Of course, the wealthy liberals who were pushing for the new rules lived just outside the city line; their children, if they attended public school at all, would therefore not be subject to busing. The liberal wing of the Democratic Party was preforming a social experiment on the children of the conservative wing of the Democratic Party, the effects of which they would never suffer themselves.
By opposing busing, Billy Bulger was going against the liberal direction of the party, and while he never lost popularity in Boston, his chances at statewide office were destroyed.

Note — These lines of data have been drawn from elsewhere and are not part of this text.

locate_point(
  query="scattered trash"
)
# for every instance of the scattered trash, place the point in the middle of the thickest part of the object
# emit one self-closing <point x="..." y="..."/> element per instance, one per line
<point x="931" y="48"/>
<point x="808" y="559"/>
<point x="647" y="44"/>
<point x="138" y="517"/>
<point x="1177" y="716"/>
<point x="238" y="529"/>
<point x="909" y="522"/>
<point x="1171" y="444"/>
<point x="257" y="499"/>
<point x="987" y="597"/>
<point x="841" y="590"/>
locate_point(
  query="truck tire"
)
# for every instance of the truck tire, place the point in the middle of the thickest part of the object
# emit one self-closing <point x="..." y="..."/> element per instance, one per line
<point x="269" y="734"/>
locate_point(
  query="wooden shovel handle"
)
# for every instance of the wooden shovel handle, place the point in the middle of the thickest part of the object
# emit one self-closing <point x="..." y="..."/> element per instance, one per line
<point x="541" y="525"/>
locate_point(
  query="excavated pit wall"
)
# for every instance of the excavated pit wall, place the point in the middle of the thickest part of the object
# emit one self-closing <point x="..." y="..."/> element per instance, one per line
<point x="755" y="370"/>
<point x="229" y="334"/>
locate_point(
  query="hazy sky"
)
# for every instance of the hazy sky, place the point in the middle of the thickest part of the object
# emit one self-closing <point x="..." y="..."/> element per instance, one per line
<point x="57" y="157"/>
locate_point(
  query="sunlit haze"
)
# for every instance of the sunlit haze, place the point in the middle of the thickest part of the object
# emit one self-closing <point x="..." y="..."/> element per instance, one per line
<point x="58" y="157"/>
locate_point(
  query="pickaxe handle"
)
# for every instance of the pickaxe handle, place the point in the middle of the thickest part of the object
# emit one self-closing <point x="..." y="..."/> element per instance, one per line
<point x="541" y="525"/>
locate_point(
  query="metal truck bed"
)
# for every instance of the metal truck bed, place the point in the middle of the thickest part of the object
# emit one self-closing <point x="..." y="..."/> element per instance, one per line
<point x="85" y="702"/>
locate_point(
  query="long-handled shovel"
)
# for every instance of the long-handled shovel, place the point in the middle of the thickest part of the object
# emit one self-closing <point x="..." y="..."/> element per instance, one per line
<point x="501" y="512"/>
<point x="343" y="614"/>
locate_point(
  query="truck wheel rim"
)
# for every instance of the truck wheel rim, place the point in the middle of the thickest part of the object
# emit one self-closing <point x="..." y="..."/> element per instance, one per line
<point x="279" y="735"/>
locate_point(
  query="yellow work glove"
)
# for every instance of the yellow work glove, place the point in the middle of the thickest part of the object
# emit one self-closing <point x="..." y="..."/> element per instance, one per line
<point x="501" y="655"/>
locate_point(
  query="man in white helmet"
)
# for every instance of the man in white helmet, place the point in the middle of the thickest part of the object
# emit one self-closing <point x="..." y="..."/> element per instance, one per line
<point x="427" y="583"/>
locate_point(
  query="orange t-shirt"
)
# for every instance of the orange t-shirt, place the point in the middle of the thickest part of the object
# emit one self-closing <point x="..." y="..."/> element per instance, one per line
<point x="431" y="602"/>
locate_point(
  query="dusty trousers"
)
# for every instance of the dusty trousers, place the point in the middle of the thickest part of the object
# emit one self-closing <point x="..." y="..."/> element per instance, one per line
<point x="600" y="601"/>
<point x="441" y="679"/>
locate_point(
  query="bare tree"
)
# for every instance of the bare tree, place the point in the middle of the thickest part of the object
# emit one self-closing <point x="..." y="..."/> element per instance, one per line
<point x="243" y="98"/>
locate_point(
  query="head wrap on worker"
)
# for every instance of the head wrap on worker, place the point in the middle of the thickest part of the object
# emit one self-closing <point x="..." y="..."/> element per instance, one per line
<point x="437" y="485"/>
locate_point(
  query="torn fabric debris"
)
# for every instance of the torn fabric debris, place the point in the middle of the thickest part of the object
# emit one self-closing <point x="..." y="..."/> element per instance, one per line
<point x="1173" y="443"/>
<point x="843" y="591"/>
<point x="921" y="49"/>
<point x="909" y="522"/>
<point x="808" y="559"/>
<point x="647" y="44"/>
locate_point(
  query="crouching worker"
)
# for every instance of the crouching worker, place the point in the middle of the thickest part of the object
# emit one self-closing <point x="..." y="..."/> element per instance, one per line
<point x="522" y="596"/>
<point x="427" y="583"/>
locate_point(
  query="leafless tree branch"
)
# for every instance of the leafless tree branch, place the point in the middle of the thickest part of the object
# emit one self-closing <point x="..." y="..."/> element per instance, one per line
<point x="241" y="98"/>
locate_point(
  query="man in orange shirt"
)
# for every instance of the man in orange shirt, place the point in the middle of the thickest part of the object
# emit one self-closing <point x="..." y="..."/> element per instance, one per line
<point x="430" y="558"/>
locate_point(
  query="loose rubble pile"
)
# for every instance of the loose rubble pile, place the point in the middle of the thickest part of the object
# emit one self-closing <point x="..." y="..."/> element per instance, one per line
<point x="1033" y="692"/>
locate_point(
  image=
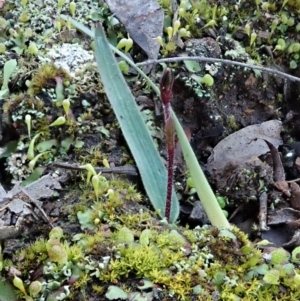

The experiment, by the way, failed: the schools of Roxbury did not improve. The schools of South Boston got worse. Between the cratering schools and ever higher taxes (thanks to inefficiencies of their own patronage machine) middle class whites who could afford it started fleeing for the distant suburbs, leaving their poorer neighbors to fend for themselves. Without the stabilizing presence of middle class families, the neighborhoods deteriorated into a familiar pattern of violence, drugs, and broken homes. (This phenomena was repeated in hundreds of cities; a death spiral that destroyed urban culture in America for a generation.)
Ironically, Billy Bulger’s defeat gave Whitey Bulger a new market in which to sell drugs: the poor whites of South Boston.
By the mid-nineties the FBI was finally coming to grips with the corruption in its Boston office and the extent of Whitey’s criminal activity, and the Massachusetts Democrats were getting sick of having Billy boss them around. The Boston Herald and even The Boston Globe, usually more deferential to the Bulgers started reporting on political scandals and, for the first time ever, began mentioning in print what the whole world knew, that Whitey ran the mob in Boston. Whitey went into hiding 1994. Billy retired from the Senate to the Presidency of the University of Massachusetts, whose money he looted for himself and his friends, usually with the help of Governors who owed him favors.
Come the early 200os, the corruption of the FBI in Boston had become the subject of a congressional investigation, and at this point it seems the first politician in thirty years who owed nothing to Bulger came on the scene, newly elected Governor Mitt Romney. Romney insisted Bulger cooperate with the investigation, and refused to pull strings on his behalf. Romney then leaked the finances of UMass to the press, so the whole city could see the six figure salaries being paid to layers upon layers of unqualified friends and relatives hired by Bulger. Finally, Romney announced that instead of appointing Bulger’s recommended sycophants to the University’s board of trustees, he would appoint a retired judge whose career Bulger had destroyed 20 years before, Harvard Law professor Alan Derschowiz, who had represented clients in civil suits against Bulger’s attempted shakedowns, and radio shock-jock Howie Carr.
Billy got the hint and retired, but not before granting himself a six-figure pension.
Whitey Bulger ran from the FBI for the better part of two decades before he was captured in Santa Monica, California in 2011, at the age of 81. He was convicted of racketeering, extortion, narcotics distribution and 19 counts of murder.
Every family in Southie produces a priest, a politician, a policeman… and a gangster. The truth is that for the dock-laboring families of South Boston in the first half of the 20th century, those were the only ways they could imagine to escape poverty. It is not a wonder then that Southie produced so many political hacks and crooked cops, and 9% of its priests were pedophiles.